— Я не был голоден. У далеков нет понятия об употреблении пищи, так что с твоей стороны глупо считать, что я стану есть.
— Ты должен поесть. Так нельзя. — Если голос и звучит настойчиво, Дениз тут же прячет эмоцию. Сентиментальностью ничего не добьешься. — Если нет, то нам придется кормить тебя силой, и я уверена, никто из нас этого не хочет. Верно?
Теперь он к ней оборачивается, смотрит на нее лениво, почти с превосходством. Она научилась читать его эмоции.
— Уверен, ты и до такого опустишься. Я никогда не просил приводить меня сюда.
— Мы дали тебе свободу.
— И комендантский час.
— И все же, кажется, ты готов сотрудничать.
— В какой-то мере.
В Дениз начинает вскипать недовольство. Она трет ладонью лицо, стараясь успокоиться. Делает глубокий вдох.
— Сек, завстра в университете состоится пресс-конференция.
Без предупреждения Сек поднимается на ноги. Он не слишком рослый, но выглядит пугающе.
— Мы будем обсуждать запуск воздушного корабля и саммит, который будет на нем проводиться. По поводу отношений с Великобританией.
Сек начинает ходить по камере туда-сюда. Его щупальца в знак понимания слегка вздрагивают. Дениз втягивает носом воздух. Вспоминает развод. Сказать Элли, что папа больше с нами не живет.
Но сейчас немного иначе.
— Чуть позже, после обеда, будут обсуждать и другую тему — атаку слайзера. Конференция широко освещается прессой. Вряд ли они возложат ответственность на нас. Но...
Она замолкает. Гибрид оборачивается и вопросительно глядит на нее.
— Что «но»?
Она с трудом глядит ему в лицо.
— Мы можем... прервать эксперимент с Разломом.
Вот, он проскальзывает. Всего лишь на миг — изумленный, даже испуганный вид.

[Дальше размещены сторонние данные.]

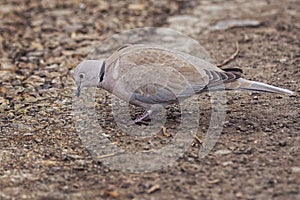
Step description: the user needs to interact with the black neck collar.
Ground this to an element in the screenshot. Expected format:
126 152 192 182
99 61 105 83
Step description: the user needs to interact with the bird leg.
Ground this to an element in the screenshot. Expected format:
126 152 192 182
129 104 162 125
130 110 153 124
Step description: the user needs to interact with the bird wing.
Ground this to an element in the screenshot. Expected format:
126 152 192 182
107 45 241 104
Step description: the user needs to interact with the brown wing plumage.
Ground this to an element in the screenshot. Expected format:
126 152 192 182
106 45 241 106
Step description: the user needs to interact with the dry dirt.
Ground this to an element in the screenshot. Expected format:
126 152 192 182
0 0 300 199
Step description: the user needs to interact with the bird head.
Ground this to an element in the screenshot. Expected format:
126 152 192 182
73 60 105 96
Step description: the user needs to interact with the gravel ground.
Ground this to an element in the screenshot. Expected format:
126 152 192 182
0 0 300 199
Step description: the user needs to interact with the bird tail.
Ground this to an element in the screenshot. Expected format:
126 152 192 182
224 78 294 95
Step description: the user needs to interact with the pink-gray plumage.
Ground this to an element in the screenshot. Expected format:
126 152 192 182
74 44 293 122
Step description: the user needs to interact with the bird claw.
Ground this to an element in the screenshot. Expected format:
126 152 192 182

Сек опускает голову, сглатывает, его взгляд мечется по полу.
— Этого не произойдет. Мы близки к прорыву, — резко возражает он.

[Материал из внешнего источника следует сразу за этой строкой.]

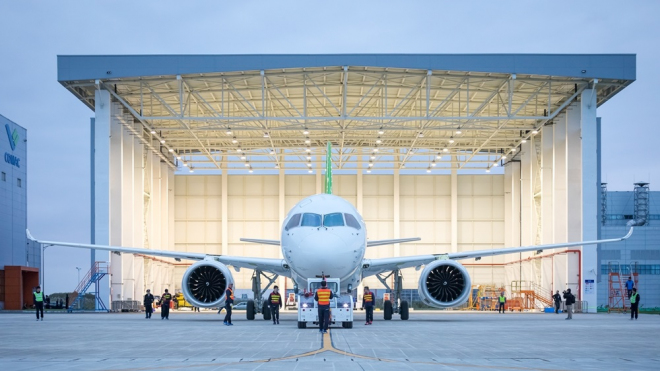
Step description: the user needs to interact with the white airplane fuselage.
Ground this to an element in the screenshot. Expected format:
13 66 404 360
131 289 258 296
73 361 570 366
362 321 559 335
281 194 367 291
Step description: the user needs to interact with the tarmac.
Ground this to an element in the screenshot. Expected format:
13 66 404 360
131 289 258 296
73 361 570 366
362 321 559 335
0 311 660 371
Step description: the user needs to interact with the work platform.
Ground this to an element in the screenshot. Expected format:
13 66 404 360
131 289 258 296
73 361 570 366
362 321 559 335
0 311 660 371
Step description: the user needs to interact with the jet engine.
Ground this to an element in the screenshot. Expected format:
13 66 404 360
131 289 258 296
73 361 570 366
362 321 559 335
418 260 472 308
181 260 234 308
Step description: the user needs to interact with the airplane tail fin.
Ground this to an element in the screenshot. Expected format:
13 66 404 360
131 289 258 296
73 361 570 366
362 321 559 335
323 142 332 195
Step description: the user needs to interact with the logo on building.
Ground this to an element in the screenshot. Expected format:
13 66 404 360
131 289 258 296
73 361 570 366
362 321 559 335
5 124 18 151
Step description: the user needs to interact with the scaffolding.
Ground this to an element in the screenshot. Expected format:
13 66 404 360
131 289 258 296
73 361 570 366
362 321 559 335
607 262 639 313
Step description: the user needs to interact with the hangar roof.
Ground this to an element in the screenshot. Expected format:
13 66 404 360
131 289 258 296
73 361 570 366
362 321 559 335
58 54 636 174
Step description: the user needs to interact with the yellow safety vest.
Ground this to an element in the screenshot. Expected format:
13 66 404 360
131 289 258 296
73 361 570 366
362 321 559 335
316 289 331 305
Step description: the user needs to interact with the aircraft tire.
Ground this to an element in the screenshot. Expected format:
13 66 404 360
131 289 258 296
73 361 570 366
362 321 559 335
383 300 392 321
245 300 256 321
399 300 410 321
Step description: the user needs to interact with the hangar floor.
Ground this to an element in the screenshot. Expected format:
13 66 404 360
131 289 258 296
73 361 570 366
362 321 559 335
0 311 660 371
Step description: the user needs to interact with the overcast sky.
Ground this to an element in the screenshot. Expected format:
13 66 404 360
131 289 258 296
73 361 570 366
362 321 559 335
0 0 660 293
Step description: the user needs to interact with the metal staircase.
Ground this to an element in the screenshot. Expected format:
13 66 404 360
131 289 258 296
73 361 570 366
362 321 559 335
67 262 109 312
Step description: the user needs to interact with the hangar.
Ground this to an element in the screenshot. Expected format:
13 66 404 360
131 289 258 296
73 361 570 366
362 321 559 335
58 54 636 312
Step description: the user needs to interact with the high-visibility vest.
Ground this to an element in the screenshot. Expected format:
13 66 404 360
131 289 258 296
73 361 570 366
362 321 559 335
316 289 332 305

— А я и не говорю, что мы прервем. Но, Сек, даже если мы продолжим, сомневаюсь, что получим хоть какой-либо желаемый результат. Рисков слишком много. Эксперимент стоит гораздо больше нашего годичного гранта, и, как мы заметили, привлекает внимание.
На миг Сек выглядит так, словно его предали.
— Мы не можем позволить вот так привлекать внимание общественности, — продолжает Дениз. — Не тогда, когда ты здесь.
— Нет.
— Сек, будь благоразумен. Мы же благоразумно вели себя с тобой.
— Вы били меня током.
— Тебя требовалось усмирить. В то время мы считали, что ты можешь оказаться враждебным. Но это случилось только раз, всего лишь раз. До того, как мы поняли, что ты сдашься без боя. Нет, взгляни на меня!
Сек сжимает кулаки и упирается ими в противоположную стену — так, что испещренные пятнами сосудов костяшки белеют.
Призрак вины на мгновение заглядывает Дениз в лицо.
— Посмотри на меня! — приказывает она. — Сек! Все еще под вопросом. Но нам всем приходится чем-то жертвовать.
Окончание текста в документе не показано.